I have previously cyclecamped with a member of the Bristol C.C. and was kindly adopted by the club on this occasion. I liased between them and a few CTC West Kenters. We took the overnight ferry from Portsmouth to Caen and rode 55 miles south to Flers in the Alpes Normande, which has it’s ups and downs. Pitched our tent on the playing field of a boys college. I’m something of a tent nut and I was in my element – never seen so many in one place before. Like an exhibition. But this site was small compared with others occupied by campervans and caravans. They were truly enormous. Not pretty sights. Ours looked quite charming by comparison, and fortunately, some distance away.
When we checked in we were given a large bag full literature, including a pack of beautifully presented maps for each of the seven days, with circuits varying between 20 and 120 miles. I favoured the less demanding end of the scale. On the road were stickers identifying the routes, applied overnight by scooterists, and by wayside signs showing where to branch off for the various alternative circuits. All very efficient. There was no doubt about the main route – it was packed with cyclists, sporting club strips from all all over France and also from the many regions. Very colourful. I designed one of my own, as we bowled along – “Please overtake – I’m not proud!” Road behaviour was good. Unlike similar events at home – the Brighton run comes to mind - all were club riders and well used to cycling in company.
Lunch stops were usually in small town squares, with food and drink stalls and covered seating. There was always entertainment to aid digestion – local dancing, singing, bands. Noisy (them and us) and colourful – very convivial.
I was intrigued by the proportion of women club cyclists, many more than at home. It reinforced the impression that theirs is a cycling culture.
Delighted by the ‘decorations’ enroute, bikes old and new in every location, strung up on lamposts, fixed to walls, everywhere, some adorned with lifelike dummies. Outside one house there were two, but the eyes of one followed me as I passed – he was real! Very impressive. Shop windows were similarly decorated and included all sorts of cycling accessories. And the natives were friendly, waving and cheering as we went by. I admired their stamina. No matter when you started the rides, or finished, there would always be riders ahead and behind. I was told that keen competetive participants started at 5am to try to get a clear road. There were many Routes Barre’d and motorcycle policemen gave priority to the cyclists. I reflected that if I lived hereabouts, I would go on holiday for a week to avoid the disruption.
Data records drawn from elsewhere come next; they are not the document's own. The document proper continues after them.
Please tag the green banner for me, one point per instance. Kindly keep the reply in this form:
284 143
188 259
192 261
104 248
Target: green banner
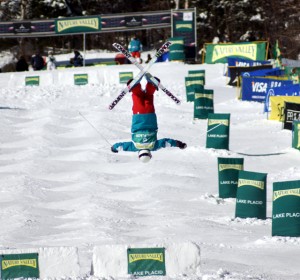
32 81
218 131
286 209
218 53
19 265
125 76
81 79
197 73
251 195
193 84
146 261
78 25
203 103
228 174
296 135
177 49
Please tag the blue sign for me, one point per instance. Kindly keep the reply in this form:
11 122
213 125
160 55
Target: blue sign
264 72
237 61
293 90
256 89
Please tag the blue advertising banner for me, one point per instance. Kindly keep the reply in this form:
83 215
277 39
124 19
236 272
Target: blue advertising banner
264 72
291 90
237 61
256 89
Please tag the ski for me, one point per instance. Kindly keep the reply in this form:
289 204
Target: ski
158 53
121 49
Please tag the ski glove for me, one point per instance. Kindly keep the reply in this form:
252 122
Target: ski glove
114 150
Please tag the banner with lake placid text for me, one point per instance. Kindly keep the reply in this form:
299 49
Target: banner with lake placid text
146 261
218 53
19 266
217 136
251 196
286 209
228 174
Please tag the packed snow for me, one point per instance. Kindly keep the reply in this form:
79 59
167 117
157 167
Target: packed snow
62 186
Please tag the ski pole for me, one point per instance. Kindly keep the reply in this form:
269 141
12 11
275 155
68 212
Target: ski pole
94 128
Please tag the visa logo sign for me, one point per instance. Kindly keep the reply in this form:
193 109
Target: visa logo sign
259 87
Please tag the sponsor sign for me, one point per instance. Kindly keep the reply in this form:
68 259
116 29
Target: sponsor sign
22 27
228 174
78 25
218 53
286 209
133 21
197 73
235 72
19 266
251 195
277 106
291 113
32 81
193 84
81 79
218 131
257 89
177 49
125 76
146 261
240 62
203 103
296 135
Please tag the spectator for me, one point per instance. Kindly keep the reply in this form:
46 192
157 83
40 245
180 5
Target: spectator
135 47
78 59
37 62
22 64
51 61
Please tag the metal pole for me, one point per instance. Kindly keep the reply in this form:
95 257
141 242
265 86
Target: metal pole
83 49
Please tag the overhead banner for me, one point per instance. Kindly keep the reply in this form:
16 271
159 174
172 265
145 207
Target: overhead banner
240 62
19 266
228 174
218 53
286 209
277 106
291 113
257 89
22 27
203 103
251 196
78 25
133 21
146 261
184 25
217 136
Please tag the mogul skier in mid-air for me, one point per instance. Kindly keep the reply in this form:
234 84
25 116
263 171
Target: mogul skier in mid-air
144 124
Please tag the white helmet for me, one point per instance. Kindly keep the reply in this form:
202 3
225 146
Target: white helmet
144 156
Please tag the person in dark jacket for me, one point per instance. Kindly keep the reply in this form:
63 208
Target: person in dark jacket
22 64
144 124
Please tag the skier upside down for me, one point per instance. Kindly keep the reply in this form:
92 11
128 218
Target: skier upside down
144 124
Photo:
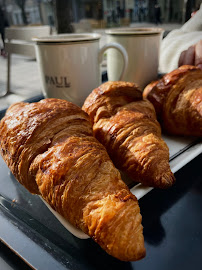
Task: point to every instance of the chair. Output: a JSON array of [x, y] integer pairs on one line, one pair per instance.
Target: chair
[[18, 40]]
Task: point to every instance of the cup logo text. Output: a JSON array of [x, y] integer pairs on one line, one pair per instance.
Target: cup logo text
[[59, 82]]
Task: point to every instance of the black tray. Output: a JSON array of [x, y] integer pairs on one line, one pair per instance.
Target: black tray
[[172, 221]]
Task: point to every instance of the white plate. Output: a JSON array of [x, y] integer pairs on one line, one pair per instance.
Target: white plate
[[182, 150]]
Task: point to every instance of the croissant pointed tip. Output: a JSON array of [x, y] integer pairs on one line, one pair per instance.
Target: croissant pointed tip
[[166, 180]]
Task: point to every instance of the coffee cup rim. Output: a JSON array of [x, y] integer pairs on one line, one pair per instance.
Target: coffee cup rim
[[137, 31], [67, 38]]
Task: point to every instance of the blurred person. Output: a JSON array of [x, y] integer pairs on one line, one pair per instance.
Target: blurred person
[[3, 25], [157, 12], [183, 46]]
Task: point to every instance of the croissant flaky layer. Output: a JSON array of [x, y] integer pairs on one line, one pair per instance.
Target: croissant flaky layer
[[50, 149], [126, 125], [177, 99]]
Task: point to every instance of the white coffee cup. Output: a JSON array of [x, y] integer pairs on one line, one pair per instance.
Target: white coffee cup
[[142, 46], [69, 65]]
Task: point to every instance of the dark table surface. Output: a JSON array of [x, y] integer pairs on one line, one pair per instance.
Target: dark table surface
[[172, 221]]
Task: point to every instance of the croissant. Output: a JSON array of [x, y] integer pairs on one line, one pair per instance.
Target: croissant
[[50, 149], [126, 125], [177, 99]]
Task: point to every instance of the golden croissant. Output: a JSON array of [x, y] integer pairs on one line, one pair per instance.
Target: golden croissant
[[177, 99], [50, 148], [126, 125]]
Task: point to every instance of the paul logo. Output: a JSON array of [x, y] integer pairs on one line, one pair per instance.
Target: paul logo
[[59, 82]]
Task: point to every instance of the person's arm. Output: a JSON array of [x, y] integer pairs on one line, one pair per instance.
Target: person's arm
[[192, 56], [180, 40]]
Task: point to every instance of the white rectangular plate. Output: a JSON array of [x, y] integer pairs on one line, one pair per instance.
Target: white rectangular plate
[[182, 150]]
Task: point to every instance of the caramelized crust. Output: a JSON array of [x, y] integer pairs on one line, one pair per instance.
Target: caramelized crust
[[177, 99], [50, 149], [126, 125]]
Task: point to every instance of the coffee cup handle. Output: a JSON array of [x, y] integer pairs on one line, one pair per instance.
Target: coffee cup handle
[[123, 52]]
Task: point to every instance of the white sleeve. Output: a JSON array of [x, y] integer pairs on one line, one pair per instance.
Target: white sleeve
[[179, 40]]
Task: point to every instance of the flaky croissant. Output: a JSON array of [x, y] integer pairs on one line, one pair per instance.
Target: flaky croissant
[[126, 125], [50, 149], [177, 99]]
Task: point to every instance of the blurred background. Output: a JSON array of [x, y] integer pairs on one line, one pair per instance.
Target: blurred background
[[79, 15]]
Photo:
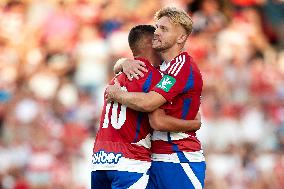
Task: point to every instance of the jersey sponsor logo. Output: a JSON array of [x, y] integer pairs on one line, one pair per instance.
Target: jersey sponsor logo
[[166, 83], [106, 157]]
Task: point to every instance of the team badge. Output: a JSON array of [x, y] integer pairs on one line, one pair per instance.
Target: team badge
[[166, 83]]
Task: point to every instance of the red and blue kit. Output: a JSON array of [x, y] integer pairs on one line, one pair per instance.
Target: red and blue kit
[[179, 152]]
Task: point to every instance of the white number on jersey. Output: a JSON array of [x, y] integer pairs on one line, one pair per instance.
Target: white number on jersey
[[115, 121]]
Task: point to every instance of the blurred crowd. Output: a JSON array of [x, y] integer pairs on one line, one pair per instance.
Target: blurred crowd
[[56, 57]]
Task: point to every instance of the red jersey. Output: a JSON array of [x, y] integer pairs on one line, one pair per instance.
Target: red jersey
[[181, 86], [124, 134]]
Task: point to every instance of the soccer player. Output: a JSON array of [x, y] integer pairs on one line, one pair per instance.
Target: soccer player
[[178, 160], [121, 155]]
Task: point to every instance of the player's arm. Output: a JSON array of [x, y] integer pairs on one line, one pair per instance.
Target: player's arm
[[144, 102], [131, 68], [160, 121]]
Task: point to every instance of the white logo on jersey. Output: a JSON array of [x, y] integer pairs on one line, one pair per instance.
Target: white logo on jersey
[[106, 157]]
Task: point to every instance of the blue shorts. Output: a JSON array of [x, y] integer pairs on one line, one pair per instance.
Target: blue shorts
[[168, 175], [106, 179]]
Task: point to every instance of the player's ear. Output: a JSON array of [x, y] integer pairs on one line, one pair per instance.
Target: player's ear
[[182, 38]]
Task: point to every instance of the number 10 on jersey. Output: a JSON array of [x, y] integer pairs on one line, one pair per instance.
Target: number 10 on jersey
[[115, 121]]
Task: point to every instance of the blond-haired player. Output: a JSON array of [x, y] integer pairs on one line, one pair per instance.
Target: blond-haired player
[[177, 157]]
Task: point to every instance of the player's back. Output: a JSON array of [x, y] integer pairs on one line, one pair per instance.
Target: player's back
[[124, 134]]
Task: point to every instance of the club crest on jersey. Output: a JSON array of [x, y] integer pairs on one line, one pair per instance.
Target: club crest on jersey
[[166, 83], [106, 157]]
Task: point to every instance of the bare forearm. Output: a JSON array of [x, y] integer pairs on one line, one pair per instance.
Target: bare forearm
[[169, 123], [160, 121], [118, 66], [134, 100]]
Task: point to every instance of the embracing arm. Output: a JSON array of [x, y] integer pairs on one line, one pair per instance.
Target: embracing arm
[[139, 101], [160, 121], [131, 68]]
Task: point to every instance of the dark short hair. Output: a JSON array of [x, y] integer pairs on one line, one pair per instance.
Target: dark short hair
[[137, 33]]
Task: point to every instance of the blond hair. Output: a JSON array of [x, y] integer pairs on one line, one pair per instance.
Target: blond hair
[[177, 16]]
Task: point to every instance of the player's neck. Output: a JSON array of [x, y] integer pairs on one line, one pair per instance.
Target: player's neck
[[152, 58], [169, 54]]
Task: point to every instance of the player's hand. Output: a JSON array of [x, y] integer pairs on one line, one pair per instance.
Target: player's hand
[[112, 91], [133, 68], [198, 117]]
The administration was in a complex of industrial buildings taken over for the occasion, with cycling associated centres selling everything – bikes, parts, clothing, holidays, and mechanics stalls – repairs and replacements while you wait. Like a Cycle Show. And a large bar in a gymnasium, where drinks were exchanged for tokens previously bought, the camp currency. Enroute lunches were purchased similarly, presumably to reduce the amount of money concentrated in a few places. One of the most crowded functions was the photo stall with pictures of the previous days rides. There were cameramen at points along the routes and trade was brisk. Very popular.
Dinner was in an enormous marquee in the complex, with unbroken lines of refectory tables stretching from side to side. And patrolled by strolling accordion players. Every four diners had a large bottle of water and a bottle of wine. Enthusiasts could buy more wine. The food was good, particularly at the ‘Last Supper’ when spirits were high and the more abandoned danced on tables. A couple of the Bristols were riding the gruelling Paris/Brest/Paris in a couple of weeks and they’d liberated a poster of the event from the bar which they waved to cheers and flashing cameras, standing on their chairs.Wine fuelled and very uninhibited.
The SemFed is extremely good value. The campsite fee and dinners for a week cost £147 33p. The only criticism I had was of the campsite toilet facilities, which were primitive. Veree French, you might say. Always hot water in the showers though.
I’m glad I went. An unusual experience in which I suggest all keen cyclists should participate once in their careers. Next year, Niort, for which all arrangements are in place, even down to the glossy brochure. The organisation is like an efficient, well oiled machine.
Peter Hawker, paid-up MAOist (Meridian Active Octogenarian)
Ren - The Ed said :-
One simple question, did you cycle all the way from Bristol to Portsmouth?